Typical Neurotransmission
In a typical nerve impulse, the transmitters fire from the axon (the terminal, signal-producing side) of one cell across the synapse (intercellular space) to couple with receptors on the dendrite (the terminal, signal-receiving side) of the next nerve cell. This propagates the impulse electrically through the cell body to its axon, which then repeats the process.

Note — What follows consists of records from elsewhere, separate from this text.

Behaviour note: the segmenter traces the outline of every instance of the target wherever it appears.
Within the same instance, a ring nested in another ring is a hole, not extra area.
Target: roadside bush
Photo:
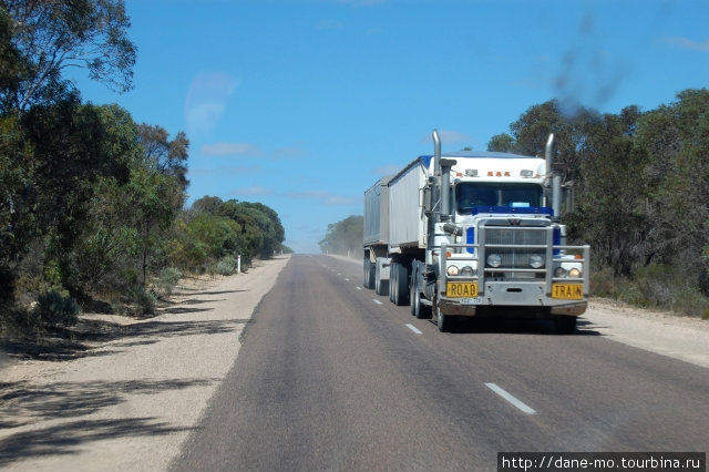
[[[219,275],[232,275],[236,271],[237,260],[233,256],[224,256],[217,263],[216,273]]]
[[[37,298],[34,316],[43,325],[72,326],[76,324],[76,315],[79,305],[65,290],[50,289]]]
[[[155,302],[157,301],[155,294],[146,290],[143,286],[135,285],[129,290],[131,302],[133,302],[133,309],[131,310],[134,316],[145,316],[155,314]]]
[[[175,267],[166,267],[160,273],[156,284],[157,288],[161,293],[169,295],[181,278],[182,273],[178,269]]]

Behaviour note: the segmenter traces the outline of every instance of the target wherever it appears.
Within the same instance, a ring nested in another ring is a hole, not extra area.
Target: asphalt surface
[[[503,451],[709,450],[707,369],[583,321],[573,336],[441,334],[361,271],[291,258],[171,469],[490,471]]]

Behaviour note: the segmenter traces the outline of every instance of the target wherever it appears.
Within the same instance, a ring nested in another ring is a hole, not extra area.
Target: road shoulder
[[[288,260],[187,286],[147,320],[96,316],[115,336],[84,357],[0,368],[0,468],[166,470]]]

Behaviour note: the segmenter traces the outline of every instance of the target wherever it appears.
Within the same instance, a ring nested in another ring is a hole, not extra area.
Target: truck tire
[[[441,332],[451,332],[451,330],[453,329],[453,322],[454,322],[454,317],[453,315],[443,315],[441,312],[441,308],[435,307],[435,314],[436,314],[436,318],[438,318],[438,326],[439,326],[439,331]]]
[[[575,316],[556,316],[554,317],[554,328],[557,335],[573,335],[576,331]]]
[[[392,304],[397,302],[397,267],[399,267],[397,263],[391,263],[389,267],[389,301]]]
[[[409,311],[418,318],[417,310],[419,306],[417,305],[417,281],[413,276],[411,277],[411,280],[409,280]]]
[[[364,259],[364,288],[371,290],[374,288],[374,269],[377,267],[371,260]]]
[[[377,295],[388,295],[389,294],[389,280],[383,279],[381,277],[382,266],[377,259],[377,265],[374,267],[374,291]]]
[[[393,267],[393,302],[398,306],[409,305],[409,270],[403,264],[395,264]]]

Endocannabinoid System Infographic Part III: Retrograde signaling for homeostasis
In the endocannabinoid system, AEA and 2-AG fire backwards compared with most other neural signalling systems. This “retrograde signalling” is important for the ECS to maintain homeostasis. By firing backwards, the ECS can ensure the nerve stays at rest, primed for the next impulse. This is the function of the ECS at its most basic level — to police the function of your nerves and maintain balance in your mental, emotional and physical functioning.
Endocannabinoid System Infographic Part IV: Regulation
One prominent neuroscientist called the endocannabinoid system the “traffic cop” of the nervous system. He meant that the ECS seems to regulate the flow of neurotransmitters and general functioning of seemingly every other process in your nervous system. The ECS governs mood, appetite, sleep, stress response and a host of other functions through endocannabinoids AEA and 2-AG interacting with CB-1 and CB-2 receptors. As cops, the components of the endocannabinoid system can be real “law-and-order” types. Plant-based cannabinoids like THC and CBD can help them loosen up a little.
Endocannabinoid System Infographic Part V: Phytocannabinoids
But just because they like to party doesn’t mean phytocannabinoids (cannabinoids found in plants) don’t work hard. Just like police departments hire innovative data companies to help them fight crime, the right combination of phytocannabinoids paired with the right dosage and delivery system can treat a host of symptoms from a variety of conditions, from epilepsy to arthritis. Given that receptors of the endocannabinoid system can be activated by cannabinoids found either internally (endocannabinoids) or in plants (phytocannabinoids), the cannabis plant can serve an almost cosmic matrimony role for an individual– allowing a user to supplement the efforts of their internal system of homeostasis.